I am working up the Rocketeers over the Reich scenario this weekend, ready for the Bag the Hun game on Tuesday next week. I have plenty of information on the 336th Fighter Squadron part in this, with a second pilot, 1st Lt Douglas Groshong, now added as a Veteran character card in the scenario in the role of Charlie Flight leader. I also have some ideas for the initial scenario set up and the way that bogeys will work, with specific reference to the overcast and low visibility. This is a challenge to get right, as I don't want it to complicate things but I do want to make it a feature of the action, just like the real thing.
1st Lt Douglas Groshong, 336th FS, 4th FG
What I needed was more detail on the Luftwaffe units involved, as all I knew was that they were equipped with Bf-109's, either Gustavs or Karls. This book has helped to fill in some gaps and has given me some direction in terms of the unit that may have been on the receiving end, possibly III/JG4. There are some really interesting eyewitness accounts for November 21st too, although they are both from FW-190 pilots, which confirm that many of the pilots were straight out of fighter school, so will be rated as Green. I'll have to factor that into the scenario without making things too easy for the 336th! I'd also like to identify at least one pilot as a more experienced Veteran or Ace Schwarm Leader.
In MiG Alley there's a long table edge representing the coastline of North Korea from which you can launch naval aircraft over the mainland on fighter sweeps and ground attack missions. To make this a bit more 'visual' I've been thinking of using a 1/2400th or 1/3000th scale model of an RN light fleet carrier or US carrier to represent the warships involved. It would be completely unrealistic to be so close inshore but it's all about visual effect rather than the accurate realism.

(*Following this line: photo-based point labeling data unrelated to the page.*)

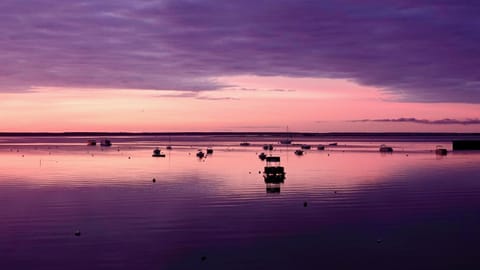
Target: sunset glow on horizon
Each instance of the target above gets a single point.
(167, 66)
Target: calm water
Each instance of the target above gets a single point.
(364, 210)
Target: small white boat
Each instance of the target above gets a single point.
(306, 146)
(299, 152)
(91, 142)
(157, 153)
(441, 151)
(286, 141)
(385, 149)
(105, 143)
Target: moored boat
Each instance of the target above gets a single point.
(299, 152)
(441, 151)
(106, 143)
(385, 149)
(158, 153)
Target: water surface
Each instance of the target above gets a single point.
(348, 207)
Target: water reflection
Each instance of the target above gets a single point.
(217, 209)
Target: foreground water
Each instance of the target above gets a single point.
(348, 207)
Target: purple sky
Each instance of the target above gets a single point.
(425, 51)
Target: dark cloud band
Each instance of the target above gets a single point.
(446, 121)
(420, 50)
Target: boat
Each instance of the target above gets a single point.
(299, 152)
(385, 149)
(91, 142)
(466, 145)
(273, 172)
(106, 143)
(169, 146)
(268, 147)
(306, 146)
(286, 141)
(441, 151)
(157, 153)
(200, 154)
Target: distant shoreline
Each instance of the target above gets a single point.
(265, 134)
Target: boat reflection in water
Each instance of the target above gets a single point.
(273, 174)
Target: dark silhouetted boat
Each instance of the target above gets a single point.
(286, 141)
(298, 152)
(273, 172)
(106, 143)
(268, 147)
(200, 154)
(466, 145)
(157, 153)
(91, 142)
(441, 151)
(385, 149)
(306, 146)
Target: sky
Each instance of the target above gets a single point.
(250, 65)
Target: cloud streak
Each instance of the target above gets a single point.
(446, 121)
(422, 50)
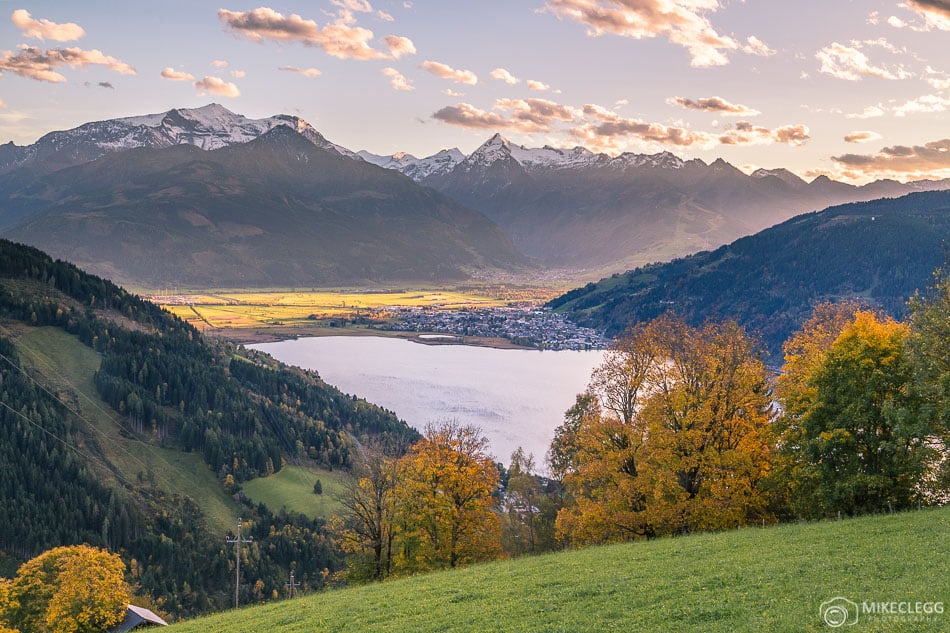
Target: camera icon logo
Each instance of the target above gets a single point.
(839, 612)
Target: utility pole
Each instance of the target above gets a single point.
(237, 556)
(292, 586)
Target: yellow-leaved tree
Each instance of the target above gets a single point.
(679, 440)
(443, 496)
(76, 589)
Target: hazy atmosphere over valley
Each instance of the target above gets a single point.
(475, 315)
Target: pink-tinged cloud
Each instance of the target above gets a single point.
(34, 63)
(931, 160)
(846, 62)
(862, 136)
(744, 133)
(399, 46)
(525, 115)
(306, 72)
(500, 74)
(44, 29)
(609, 131)
(447, 72)
(468, 116)
(176, 75)
(397, 80)
(338, 39)
(935, 12)
(682, 22)
(218, 86)
(755, 46)
(713, 104)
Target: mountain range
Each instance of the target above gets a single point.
(574, 208)
(877, 253)
(205, 197)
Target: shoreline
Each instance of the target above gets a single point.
(254, 336)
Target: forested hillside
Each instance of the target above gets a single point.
(170, 388)
(877, 252)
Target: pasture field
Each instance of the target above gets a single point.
(242, 310)
(292, 488)
(751, 580)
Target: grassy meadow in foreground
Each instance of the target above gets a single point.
(750, 580)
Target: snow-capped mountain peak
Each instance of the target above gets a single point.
(209, 127)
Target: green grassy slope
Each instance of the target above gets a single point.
(292, 488)
(66, 367)
(772, 579)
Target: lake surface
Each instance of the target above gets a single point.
(516, 397)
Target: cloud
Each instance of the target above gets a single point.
(923, 104)
(755, 46)
(176, 75)
(920, 161)
(218, 86)
(862, 136)
(713, 104)
(526, 115)
(34, 63)
(745, 133)
(397, 80)
(608, 130)
(682, 22)
(468, 116)
(845, 62)
(44, 29)
(399, 46)
(338, 39)
(869, 112)
(447, 72)
(500, 74)
(935, 12)
(306, 72)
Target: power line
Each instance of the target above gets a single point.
(238, 541)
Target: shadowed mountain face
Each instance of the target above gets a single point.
(877, 252)
(275, 211)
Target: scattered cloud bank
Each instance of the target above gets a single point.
(713, 104)
(898, 161)
(339, 38)
(218, 86)
(682, 22)
(35, 63)
(306, 72)
(862, 136)
(397, 80)
(447, 72)
(45, 29)
(849, 63)
(176, 75)
(500, 74)
(601, 129)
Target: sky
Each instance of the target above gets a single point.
(854, 89)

However, I stumbled across this 1/1600th Heller model of HMS Colossus / Arromanches today and thought it would be just the job, although at 131mm in length it's a bit big compared to the 1/600th Tumbling Dice aircraft models, even when scale effect is taken into account. I'll see if I can find a cheap one in France at Xmas, so that I can cut it down to the waterline and base it up to represent HMS Theseus or HMS Triumph. I think it will look really cool and a lot more interesting than a tiddly micro scale model.